Melbourne, Australia (CNN)The murder of a 22-year-old Australian comedian has ignited a debate in the country about the safety of women and the right to be able to walk home at night without fear of attack.
Eurydice Dixon: Tributes and anger as Australia mourns murdered comedian
Eurydice Dixon was raped and killed as she walked home from a performance Tuesday night through a popular park in the inner-city Melbourne suburb of Carlton North.
The attack stunned the community not only because it happened in what's considered a relatively safe city, but because of the police advice that followed.
After informing residents there would be 24-hour patrols at Princes Park where Dixon's body was found, Victoria Police Superintendent David Clayton advised residents to "take responsibility for your own safety."
Some interpreted his words as victim-blaming, that Dixon was somehow at fault for walking home by herself at night.
A 19-year-old-man was charged with her rape and murder Thursday.
Among tributes to the young comedian there was growing outcry on social media who called for the blame to be placed squarely on her attacker.
"When I was a 22-year-old comedian, I constantly walked home from gigs along in the middle of the night because I couldn't afford the tram fare, let alone taxis," broadcaster Meshel Laurie said on Twitter. "Should we allow murderous rapists and poverty to ensure we're locked inside our entire lives?"
Bernard Keane, a leading political writer based in Canberra said the "victim blaming" from police was "garbage."
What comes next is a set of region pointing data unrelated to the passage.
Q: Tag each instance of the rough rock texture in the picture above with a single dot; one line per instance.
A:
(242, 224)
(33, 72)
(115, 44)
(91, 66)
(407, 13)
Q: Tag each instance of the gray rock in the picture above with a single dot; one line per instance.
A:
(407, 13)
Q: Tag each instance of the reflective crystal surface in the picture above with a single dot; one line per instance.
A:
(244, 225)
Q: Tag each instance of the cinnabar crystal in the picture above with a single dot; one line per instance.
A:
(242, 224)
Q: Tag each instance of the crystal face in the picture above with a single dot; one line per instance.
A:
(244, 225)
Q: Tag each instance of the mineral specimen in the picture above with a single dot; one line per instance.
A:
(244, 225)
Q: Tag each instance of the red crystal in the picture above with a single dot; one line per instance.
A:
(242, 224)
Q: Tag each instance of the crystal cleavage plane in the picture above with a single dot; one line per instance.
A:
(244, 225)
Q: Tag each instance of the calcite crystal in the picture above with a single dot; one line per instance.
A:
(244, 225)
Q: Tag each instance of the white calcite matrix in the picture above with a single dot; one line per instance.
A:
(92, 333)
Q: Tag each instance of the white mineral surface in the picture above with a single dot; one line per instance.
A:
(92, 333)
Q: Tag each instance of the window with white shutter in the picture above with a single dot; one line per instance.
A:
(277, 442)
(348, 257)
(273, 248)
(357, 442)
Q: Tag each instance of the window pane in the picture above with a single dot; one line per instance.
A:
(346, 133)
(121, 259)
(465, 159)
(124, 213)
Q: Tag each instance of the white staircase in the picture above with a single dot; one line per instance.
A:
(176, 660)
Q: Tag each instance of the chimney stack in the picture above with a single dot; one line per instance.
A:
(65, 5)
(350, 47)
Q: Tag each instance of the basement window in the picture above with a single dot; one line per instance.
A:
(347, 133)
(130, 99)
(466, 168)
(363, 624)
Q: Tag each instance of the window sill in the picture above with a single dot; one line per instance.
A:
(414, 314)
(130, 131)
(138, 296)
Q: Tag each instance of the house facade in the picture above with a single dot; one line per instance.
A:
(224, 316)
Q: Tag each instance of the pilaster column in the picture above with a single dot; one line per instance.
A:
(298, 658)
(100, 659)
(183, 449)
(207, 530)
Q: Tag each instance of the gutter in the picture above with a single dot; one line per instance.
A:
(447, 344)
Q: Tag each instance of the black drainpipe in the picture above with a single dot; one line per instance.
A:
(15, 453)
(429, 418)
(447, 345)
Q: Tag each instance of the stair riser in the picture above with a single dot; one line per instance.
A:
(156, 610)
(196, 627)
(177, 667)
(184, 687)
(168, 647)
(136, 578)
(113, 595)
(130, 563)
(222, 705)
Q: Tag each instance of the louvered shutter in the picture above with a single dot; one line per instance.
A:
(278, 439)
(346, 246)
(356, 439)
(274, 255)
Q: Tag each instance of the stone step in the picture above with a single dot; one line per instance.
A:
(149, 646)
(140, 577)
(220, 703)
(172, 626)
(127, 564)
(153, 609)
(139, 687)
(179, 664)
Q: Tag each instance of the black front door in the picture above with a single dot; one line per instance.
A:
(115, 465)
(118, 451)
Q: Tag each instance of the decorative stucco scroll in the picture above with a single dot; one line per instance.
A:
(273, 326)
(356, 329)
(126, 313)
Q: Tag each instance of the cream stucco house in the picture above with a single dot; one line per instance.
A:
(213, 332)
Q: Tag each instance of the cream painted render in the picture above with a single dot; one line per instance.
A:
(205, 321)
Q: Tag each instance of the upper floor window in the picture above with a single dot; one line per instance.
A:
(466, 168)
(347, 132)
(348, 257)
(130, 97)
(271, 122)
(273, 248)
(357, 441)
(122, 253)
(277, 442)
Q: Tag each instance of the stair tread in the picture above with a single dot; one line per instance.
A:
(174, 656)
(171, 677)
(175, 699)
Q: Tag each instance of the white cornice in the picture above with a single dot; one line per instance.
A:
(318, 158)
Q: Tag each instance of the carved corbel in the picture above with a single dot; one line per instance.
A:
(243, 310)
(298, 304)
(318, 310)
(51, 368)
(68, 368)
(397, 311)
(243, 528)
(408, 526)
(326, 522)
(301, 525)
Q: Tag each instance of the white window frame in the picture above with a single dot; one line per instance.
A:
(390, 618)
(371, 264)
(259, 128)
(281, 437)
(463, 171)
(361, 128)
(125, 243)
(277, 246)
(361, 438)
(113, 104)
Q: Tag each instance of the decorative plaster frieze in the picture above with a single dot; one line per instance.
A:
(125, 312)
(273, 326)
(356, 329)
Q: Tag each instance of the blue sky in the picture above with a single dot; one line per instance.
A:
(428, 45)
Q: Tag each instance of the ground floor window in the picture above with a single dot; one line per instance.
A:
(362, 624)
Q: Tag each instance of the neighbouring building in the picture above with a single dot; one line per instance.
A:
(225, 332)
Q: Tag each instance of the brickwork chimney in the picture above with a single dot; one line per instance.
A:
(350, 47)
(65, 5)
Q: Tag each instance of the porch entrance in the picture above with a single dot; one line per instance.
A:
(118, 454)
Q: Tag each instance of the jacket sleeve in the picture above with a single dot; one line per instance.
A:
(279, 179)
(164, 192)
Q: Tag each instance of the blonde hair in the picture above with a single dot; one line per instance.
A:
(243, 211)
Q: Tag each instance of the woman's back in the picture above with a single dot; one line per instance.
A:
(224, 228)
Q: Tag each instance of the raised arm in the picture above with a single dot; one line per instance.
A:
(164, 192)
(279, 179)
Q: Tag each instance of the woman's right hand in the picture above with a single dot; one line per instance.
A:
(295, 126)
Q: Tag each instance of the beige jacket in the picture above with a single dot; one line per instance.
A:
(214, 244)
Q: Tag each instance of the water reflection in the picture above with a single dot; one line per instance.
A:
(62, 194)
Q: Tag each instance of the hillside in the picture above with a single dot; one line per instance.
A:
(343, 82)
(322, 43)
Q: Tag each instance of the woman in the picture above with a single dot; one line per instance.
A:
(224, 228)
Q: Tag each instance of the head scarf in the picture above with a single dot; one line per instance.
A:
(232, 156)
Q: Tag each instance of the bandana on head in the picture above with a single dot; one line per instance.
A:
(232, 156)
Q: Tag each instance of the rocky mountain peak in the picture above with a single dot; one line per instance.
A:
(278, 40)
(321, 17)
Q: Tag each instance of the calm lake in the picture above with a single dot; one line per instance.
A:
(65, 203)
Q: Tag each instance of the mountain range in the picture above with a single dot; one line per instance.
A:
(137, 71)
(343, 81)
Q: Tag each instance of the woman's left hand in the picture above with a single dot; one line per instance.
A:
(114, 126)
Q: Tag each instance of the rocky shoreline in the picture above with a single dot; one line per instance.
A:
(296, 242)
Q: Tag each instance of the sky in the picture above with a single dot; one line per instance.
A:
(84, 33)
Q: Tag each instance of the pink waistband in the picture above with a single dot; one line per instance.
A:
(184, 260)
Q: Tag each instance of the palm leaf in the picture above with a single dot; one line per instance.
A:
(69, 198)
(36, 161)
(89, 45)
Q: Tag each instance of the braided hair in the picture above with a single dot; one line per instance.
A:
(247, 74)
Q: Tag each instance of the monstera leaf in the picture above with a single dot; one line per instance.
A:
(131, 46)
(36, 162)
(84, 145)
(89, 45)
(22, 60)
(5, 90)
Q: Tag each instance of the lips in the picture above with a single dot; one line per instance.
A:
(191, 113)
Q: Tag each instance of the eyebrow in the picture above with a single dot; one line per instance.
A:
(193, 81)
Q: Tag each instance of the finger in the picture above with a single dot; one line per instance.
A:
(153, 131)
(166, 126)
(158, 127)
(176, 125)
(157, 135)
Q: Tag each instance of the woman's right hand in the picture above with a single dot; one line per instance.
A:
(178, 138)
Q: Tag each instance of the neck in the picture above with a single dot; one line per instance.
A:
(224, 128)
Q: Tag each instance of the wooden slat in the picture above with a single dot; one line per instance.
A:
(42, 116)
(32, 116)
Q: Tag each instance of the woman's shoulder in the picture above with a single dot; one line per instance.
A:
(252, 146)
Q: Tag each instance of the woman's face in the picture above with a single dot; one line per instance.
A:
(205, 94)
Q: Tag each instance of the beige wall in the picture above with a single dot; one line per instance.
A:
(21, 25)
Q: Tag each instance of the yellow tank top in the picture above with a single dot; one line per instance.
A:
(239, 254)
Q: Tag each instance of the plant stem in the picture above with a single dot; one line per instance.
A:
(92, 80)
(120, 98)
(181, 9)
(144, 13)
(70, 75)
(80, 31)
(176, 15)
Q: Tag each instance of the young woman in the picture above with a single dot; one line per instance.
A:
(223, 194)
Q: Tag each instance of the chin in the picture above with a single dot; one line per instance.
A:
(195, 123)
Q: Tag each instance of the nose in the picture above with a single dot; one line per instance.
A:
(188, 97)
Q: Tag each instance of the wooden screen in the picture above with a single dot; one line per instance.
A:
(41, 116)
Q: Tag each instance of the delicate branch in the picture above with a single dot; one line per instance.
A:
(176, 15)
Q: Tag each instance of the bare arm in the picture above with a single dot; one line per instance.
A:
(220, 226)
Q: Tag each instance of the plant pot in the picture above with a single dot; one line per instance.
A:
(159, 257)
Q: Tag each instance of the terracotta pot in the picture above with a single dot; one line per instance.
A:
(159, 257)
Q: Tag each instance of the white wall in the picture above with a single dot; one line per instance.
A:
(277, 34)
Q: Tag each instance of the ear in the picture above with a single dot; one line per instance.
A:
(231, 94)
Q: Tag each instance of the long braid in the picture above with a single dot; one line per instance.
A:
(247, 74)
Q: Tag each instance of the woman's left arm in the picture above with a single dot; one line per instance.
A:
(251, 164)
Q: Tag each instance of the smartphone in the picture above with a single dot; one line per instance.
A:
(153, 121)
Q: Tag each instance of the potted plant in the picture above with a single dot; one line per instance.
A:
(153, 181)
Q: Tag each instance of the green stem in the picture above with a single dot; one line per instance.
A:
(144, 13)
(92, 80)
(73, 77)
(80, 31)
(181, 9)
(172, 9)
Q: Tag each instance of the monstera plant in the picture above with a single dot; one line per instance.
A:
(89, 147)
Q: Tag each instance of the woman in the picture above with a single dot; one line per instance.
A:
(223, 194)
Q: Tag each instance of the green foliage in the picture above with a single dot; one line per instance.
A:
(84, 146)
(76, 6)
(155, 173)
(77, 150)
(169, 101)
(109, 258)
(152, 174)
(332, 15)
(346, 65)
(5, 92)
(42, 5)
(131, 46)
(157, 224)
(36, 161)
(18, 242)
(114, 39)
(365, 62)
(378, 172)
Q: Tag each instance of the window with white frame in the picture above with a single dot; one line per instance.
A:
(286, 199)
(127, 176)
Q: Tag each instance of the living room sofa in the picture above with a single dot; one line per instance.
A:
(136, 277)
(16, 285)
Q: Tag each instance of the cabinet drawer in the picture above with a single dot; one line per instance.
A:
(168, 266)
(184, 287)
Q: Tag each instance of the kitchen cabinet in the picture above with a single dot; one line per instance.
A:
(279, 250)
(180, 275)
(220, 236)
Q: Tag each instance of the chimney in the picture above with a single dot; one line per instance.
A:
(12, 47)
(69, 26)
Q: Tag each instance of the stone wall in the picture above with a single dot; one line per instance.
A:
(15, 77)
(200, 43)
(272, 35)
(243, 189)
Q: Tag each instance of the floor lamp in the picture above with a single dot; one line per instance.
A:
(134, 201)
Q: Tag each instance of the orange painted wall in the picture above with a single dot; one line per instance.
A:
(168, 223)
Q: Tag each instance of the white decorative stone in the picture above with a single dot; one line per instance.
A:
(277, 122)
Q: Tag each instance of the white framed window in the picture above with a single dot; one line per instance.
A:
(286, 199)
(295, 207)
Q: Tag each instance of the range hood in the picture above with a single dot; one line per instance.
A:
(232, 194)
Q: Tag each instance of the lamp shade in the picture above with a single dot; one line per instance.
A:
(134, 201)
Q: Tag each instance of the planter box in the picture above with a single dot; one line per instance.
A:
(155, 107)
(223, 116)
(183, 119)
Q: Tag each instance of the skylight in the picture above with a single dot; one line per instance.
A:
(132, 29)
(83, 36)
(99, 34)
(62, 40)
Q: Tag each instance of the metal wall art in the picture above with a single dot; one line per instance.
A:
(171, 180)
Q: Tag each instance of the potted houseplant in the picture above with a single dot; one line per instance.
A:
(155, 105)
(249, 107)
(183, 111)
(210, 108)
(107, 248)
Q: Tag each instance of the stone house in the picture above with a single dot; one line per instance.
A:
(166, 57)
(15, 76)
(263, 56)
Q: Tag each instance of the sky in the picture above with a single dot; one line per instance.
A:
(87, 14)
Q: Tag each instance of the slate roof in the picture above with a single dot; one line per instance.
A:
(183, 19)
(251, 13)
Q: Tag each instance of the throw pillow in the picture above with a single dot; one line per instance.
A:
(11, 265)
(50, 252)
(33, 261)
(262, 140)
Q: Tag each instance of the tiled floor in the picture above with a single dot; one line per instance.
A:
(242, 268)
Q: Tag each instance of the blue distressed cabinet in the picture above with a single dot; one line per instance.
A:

"Men don't let women be safe anywhere," he tweeted.
Influential Australian feminist writer Clementine Ford said it wasn't a lack of "situational awareness" that ended the life of Dixon. "It was a person who made a conscious decision to exercise extreme violence against her," she said.
Victoria Police Minister Lisa Neville addressed the outcry in a news conference Friday, saying the role of the police was to ensure people are aware of the risks around them.
"Just as it's touched and hurt our community and the family it also touches our police as well, that's why they want to make sure women understand the risks while we fight to ensure we have safety within our communities and our homes," she said.